The Golden Pass Road – Parley’s Canyon
SUP Marker #4, located at the S.U.P. Building – see other S.U.P. Markers here.
“Travel the Golden Pass, Open July Fourth. Immigrants coming into the valley may now avoid the difficult route over Big and Little Mountain by taking the new route. Several thousand dollars have been spent by the proprietor to make the new road possible,” Parley P. Pratt, Proprietor. So ran an advertisement in the third issue of the Deseret News of June 29, 1850.
Parley P. Pratt cut the road through Parley’s Canyon in 1849-50. The beginning (or end) of the road was about Twenty-first South and Eleventh East and thence east to what was called Dell Fork. To defray the cost of construction a toll for passage was charged – “75¢ for a two-horse outfit, ten cents for each additional pack or saddle animal, and sheep a mere cent per head.” The road was described as poor with rocks and stumps. However it opened up the hollow and canyon to industry, farming, and recreation.
From this vantage point, the toll gate was located on the north side of Parley’s Creek directly below the S.U.P. building.
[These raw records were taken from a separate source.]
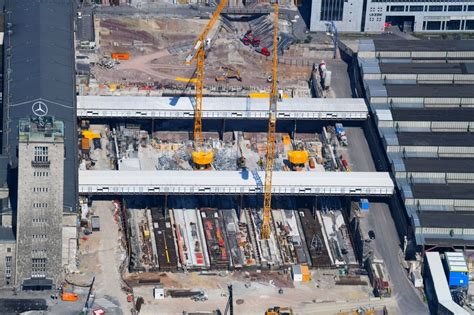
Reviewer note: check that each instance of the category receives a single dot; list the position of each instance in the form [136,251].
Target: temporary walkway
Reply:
[234,182]
[219,108]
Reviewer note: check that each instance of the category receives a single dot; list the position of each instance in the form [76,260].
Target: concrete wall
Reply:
[351,21]
[7,249]
[39,229]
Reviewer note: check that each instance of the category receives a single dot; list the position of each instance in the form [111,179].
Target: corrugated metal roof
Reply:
[430,90]
[427,68]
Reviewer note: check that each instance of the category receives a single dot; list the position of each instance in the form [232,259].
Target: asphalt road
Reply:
[387,243]
[85,24]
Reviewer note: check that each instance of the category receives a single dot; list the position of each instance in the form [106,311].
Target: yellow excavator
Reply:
[279,311]
[202,157]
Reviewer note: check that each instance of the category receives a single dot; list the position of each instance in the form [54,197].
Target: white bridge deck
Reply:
[234,182]
[219,108]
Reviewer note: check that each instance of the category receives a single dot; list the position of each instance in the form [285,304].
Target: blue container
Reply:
[458,279]
[364,205]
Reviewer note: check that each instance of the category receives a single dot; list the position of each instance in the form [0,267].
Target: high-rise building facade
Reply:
[40,203]
[409,15]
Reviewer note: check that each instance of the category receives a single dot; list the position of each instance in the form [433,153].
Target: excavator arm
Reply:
[272,118]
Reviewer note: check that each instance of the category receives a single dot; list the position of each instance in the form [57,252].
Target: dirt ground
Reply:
[320,296]
[100,255]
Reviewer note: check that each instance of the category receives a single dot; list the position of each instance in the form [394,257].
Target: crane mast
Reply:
[272,117]
[201,158]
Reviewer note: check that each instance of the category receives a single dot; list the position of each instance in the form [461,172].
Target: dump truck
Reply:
[95,223]
[341,134]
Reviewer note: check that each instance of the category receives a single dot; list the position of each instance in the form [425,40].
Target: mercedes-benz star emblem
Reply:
[39,109]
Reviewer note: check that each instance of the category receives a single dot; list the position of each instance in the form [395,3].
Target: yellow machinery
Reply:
[228,72]
[298,157]
[201,157]
[279,311]
[90,135]
[272,116]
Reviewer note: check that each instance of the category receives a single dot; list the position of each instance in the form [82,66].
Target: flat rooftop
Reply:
[443,191]
[448,139]
[447,219]
[430,90]
[427,68]
[448,165]
[423,45]
[433,114]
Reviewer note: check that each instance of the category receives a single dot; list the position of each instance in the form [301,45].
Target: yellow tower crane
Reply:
[272,117]
[201,157]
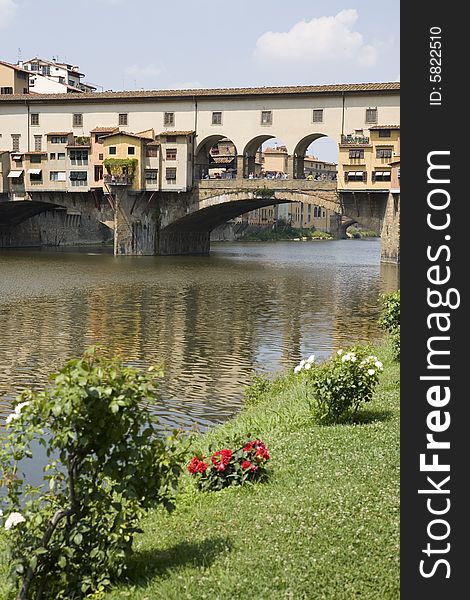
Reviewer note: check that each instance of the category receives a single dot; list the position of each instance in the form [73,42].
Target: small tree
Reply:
[106,466]
[390,319]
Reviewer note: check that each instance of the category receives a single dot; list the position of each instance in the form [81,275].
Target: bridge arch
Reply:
[251,149]
[300,151]
[204,158]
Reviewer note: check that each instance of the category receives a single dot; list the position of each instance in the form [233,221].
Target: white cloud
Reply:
[143,71]
[186,85]
[325,38]
[7,11]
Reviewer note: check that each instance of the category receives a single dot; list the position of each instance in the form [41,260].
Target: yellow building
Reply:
[364,161]
[13,79]
[124,154]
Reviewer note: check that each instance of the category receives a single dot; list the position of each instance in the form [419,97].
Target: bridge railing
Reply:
[260,184]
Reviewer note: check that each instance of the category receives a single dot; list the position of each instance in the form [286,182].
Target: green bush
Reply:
[390,319]
[336,388]
[106,466]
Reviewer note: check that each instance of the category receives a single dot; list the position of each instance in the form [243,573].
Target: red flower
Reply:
[262,453]
[197,465]
[221,459]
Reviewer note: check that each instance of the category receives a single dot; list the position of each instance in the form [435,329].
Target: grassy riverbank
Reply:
[325,526]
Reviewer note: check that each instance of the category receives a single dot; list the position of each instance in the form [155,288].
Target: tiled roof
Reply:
[16,67]
[175,133]
[104,129]
[129,134]
[385,87]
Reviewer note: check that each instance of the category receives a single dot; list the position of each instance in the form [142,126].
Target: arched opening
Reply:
[316,157]
[216,158]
Portions of the old dirt road can still be seen going up the hollow around Suicide Rock into the awesome magnitude of Parley’s Canyon.
At sunset one may get a spectacular view of the aureate colored face of the canyon wall from which was derived the original name, “Golden Pass Road.”
Pratt sold the road to finance his mission to Chile. By 1862 the Golden Pass Road, an approximately forty-two-mile long immigrant trail from Sugarhouse east to Silver Creek Junction, through Coalville to the mouth of Echo Canyon was the preferred route into the Valley. The Overland Stage began using it that year.